Sales tests do work and do perform their intended functions. But being the specialized tools that they are, they can only provide insights into the areas that they are designed to measure. Of course people are complicated creatures. You should therefore expect that at certain times the results of the sales test just will not seem to make sense when viewed alongside the other pieces of information that you have gathered about the candidate or who you seem to be seeing in the interview.
These seeming contradictions can take quite a number of different forms.

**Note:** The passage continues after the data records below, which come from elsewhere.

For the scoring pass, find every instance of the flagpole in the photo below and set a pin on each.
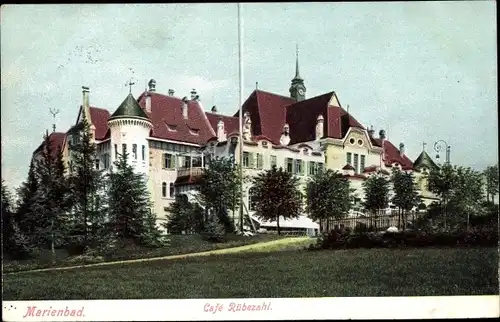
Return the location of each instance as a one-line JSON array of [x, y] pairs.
[[240, 76]]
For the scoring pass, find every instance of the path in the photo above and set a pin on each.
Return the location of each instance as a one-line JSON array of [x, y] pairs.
[[256, 246]]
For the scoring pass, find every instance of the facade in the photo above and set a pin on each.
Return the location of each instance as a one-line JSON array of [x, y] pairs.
[[169, 139]]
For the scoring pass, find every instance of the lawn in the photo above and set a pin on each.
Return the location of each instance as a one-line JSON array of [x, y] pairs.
[[178, 244], [356, 272]]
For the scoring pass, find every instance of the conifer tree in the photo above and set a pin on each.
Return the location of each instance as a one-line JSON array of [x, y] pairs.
[[130, 211], [86, 182]]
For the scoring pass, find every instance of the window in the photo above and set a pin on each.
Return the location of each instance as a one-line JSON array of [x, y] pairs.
[[168, 161], [197, 161], [260, 161], [134, 150], [164, 189], [246, 159], [289, 165], [349, 158], [187, 162], [252, 199], [356, 169], [312, 167], [172, 190], [106, 161], [298, 166], [274, 162]]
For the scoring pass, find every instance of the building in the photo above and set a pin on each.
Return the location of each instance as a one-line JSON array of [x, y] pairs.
[[169, 139]]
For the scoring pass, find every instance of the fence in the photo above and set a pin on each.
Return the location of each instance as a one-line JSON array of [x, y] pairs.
[[374, 222]]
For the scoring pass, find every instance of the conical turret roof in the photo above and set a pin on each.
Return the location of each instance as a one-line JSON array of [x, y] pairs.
[[424, 161], [129, 108]]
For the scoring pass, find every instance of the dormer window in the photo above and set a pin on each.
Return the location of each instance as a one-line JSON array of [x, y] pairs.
[[172, 128]]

Below are just a few examples.
1.The sales test identifies red flags around the candidate’s motivational style such as disorganization or job turnover that do not show up because they are negated by factors that the sales test does not measure such as education and skills.
2.The flip side to the example above is the candidate who is identified by the sales test as having high potential from the perspective of motivational style yet lacks any of the necessary skills and experience.
3.Role-playing by candidates is common and often sets up a contradiction between the sales test results and what you see in the interview. The very reserved person playing the role of an extrovert and the amiable but non-assertive person trying to appear more assertive are typical examples. In these, and other instances of this, you will get a highly mixed picture of the candidate that will seem to contradict the results of the sales test.
4.The candidate whose test results say he is weak at prospecting yet has a great track record of developing new business. In most instances this is due to having developed new business via other means than true prospecting.
5.The candidate who is described as a high maintenance type who requires a lot of support, direction and guidance yet whose references say he works in a very independent manner. In these instances the candidate usually has worked in the position or industry long enough that the structure that is described as necessary is there via familiarity and experience.
6.This one is very common when interviewing for sales hunters: the extremely outgoing candidate who knows exactly what to say in the interview. They are very outgoing but lack the assertiveness of real hunters. You think you are seeing the tip of the iceberg but if you hire them you will soon discover you saw the whole iceberg.
I could give you several dozen examples like the 6 above where the results of the sales test are actually highly accurate but, due to factors separate from the test results, your instinct tells you that the sales test is wrong.
Here at SalesTestOnline.com we’ve been testing sales people for over 30 years and I have to tell you that some of our most loyal clients are those who were initially very skeptical and therefore went against our recommendations. There is an admittedly perverse satisfaction in having a client call you up and say ‘you know that guy who you tested 6 months ago who you told us that we should not hire? Well it turns out you were right and I let him go last week’.
In a previous article I wrote that one of the major but un-measureable benefits of a sales test is not as a selection tool but actually as a rejection tool. The point is that a huge benefit can be found in the fact that the sales test causes you to avoid hiring people that you otherwise might have hired if you had not used the sales test.
People are complex. Using a sales test will mostly make your life as a hiring manager easier but at times things do get a little more complicated. When faced with unanswered questions or contradictory information about a candidate you are being given a clear signal to proceed with caution. Rather than going full speed ahead, take your time or even stop the process in order to just make sure.
Have you ever looked back on a hiring decision and wished that you had stopped and thought about it a little longer?